I was invited to speak to a class of vocational students about insurance. In reviewing the various types of policies, their coverage and usual costs I asked the group, "So what do you think of all this stuff? Does it seem fair?" And one student said, "No, it's not fair. You can't afford it. It's all so expensive."
I had to agree with the reasoning that, if you bought all the coverage you needed, you probably couldn't afford it. Higher limits for auto and home liability coverage, flood insurance, life insurance, disability income insurance, health insurance. You would be basically sending a great percentage of your monthly income to pay for all the premiums.
I then turned around and wrote the word TRAP on the board and, in the last few moments before their dismissal, proceeded to explain the concept of Risk Management. I'll explain that acronym down below.
Basically the matter is that we're all dealing with risk everyday and we owe ourselves and others and certain degree of responsibility. Whether we like it or not, the law and society set expectations for that - so we either accept it and provide for it, or suffer the consequences of being ill prepared.
In a nut shell: Non-fortuitous events happen in life. Sometimes causing US personal loss or sometimes through our actions, causing OTHERS a loss through bodily injury or property damage.

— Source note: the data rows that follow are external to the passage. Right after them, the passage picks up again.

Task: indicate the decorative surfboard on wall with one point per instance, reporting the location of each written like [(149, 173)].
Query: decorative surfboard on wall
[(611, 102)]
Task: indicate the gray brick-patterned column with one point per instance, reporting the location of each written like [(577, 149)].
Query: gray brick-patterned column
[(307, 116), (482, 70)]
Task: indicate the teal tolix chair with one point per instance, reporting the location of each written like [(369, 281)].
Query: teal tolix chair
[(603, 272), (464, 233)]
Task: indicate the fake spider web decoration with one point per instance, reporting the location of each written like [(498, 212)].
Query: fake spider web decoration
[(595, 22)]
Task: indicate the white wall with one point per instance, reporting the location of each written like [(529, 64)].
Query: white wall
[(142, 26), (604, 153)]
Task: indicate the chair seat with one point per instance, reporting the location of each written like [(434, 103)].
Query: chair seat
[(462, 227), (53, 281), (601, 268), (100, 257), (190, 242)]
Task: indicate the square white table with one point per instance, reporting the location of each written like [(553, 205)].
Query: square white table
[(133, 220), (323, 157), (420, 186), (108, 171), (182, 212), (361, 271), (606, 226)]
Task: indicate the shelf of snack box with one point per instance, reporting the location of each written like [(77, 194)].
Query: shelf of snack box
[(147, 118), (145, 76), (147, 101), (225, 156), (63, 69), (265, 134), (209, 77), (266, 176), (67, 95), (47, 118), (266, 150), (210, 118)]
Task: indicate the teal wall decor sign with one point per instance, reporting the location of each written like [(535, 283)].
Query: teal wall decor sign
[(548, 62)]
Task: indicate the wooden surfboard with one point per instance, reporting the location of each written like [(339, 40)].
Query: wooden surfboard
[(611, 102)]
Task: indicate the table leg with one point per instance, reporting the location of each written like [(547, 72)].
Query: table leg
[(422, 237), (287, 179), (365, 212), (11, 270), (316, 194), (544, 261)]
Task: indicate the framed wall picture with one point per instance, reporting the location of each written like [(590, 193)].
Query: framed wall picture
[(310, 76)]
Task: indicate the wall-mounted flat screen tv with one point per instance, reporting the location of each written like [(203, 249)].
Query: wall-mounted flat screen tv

The possibly large and unknown figure is the liability for which we can be held to account for which we've caused others. Imaging causing an auto accident which killed a young father and seriously injured a child. Do you imagine the mother of that child will be content with your minimum limit bodily injury amount ($25,000 per person)available to her for that accident? What many people don't realize is that the insurance company can settle the loss for policy limits and then walk away but you are still responsible to them for the total injuries that may be assessed to you by the courts for the tort you've caused. So higher limits are essential. That's where you can truly find yourself insurance poor.
It is pragmatic to accept some losses for yourself when they are fixed and certain and sustainable. For instance you don't need to pay annually for Comprehensive and Collision coverage on an old car that has a relatively low value. If you would either take out a small loan or pull from savings to obtain a replacement vehicle, it pays to save the annual premiums and accept this part of the risk. Then use that savings to buy higher and more responsible liability limits.
So let's touch on this TRAP term I mentioned above:
In relation to the risk in your life. You're exposed to all kinds of risk and there are generally four approaches to manage that risk.
T - Transfer the risk to an insurance company in exchange for a fixed premium
amount. That is trading uncertainty for certainty.
R - Retain the risk. When it is an affordable and known quantity, like the older
used car in my example above, it can make since to not insure it. It is possible
to buy your jewelry twice by covering it to the hilt with expensive premiums.
A - Avoid the risk. If you can't afford to lose it, did you need to buy an expensive
ring, watch and earrings? Then the premiums just add to the cost of ownership if
you need to insure it. So sometimes avoidance makes sense too.
P - Protect the risk. Take steps to help diminish risk. Buy and use a SAFE for your
guns and jewelry. Keep up with your purse, lock the car. Don't leave bicycles or
clutter out in front of your house, etc.
Many of us use a mixture of these methods, insuring the part we don't want to retain and protecting things because we would rather not incur a loss and the deductible anyway. But taking the time to assess risks in your life and choosing to insure those parts that would cause financial devestation is what good personal risk management is all about.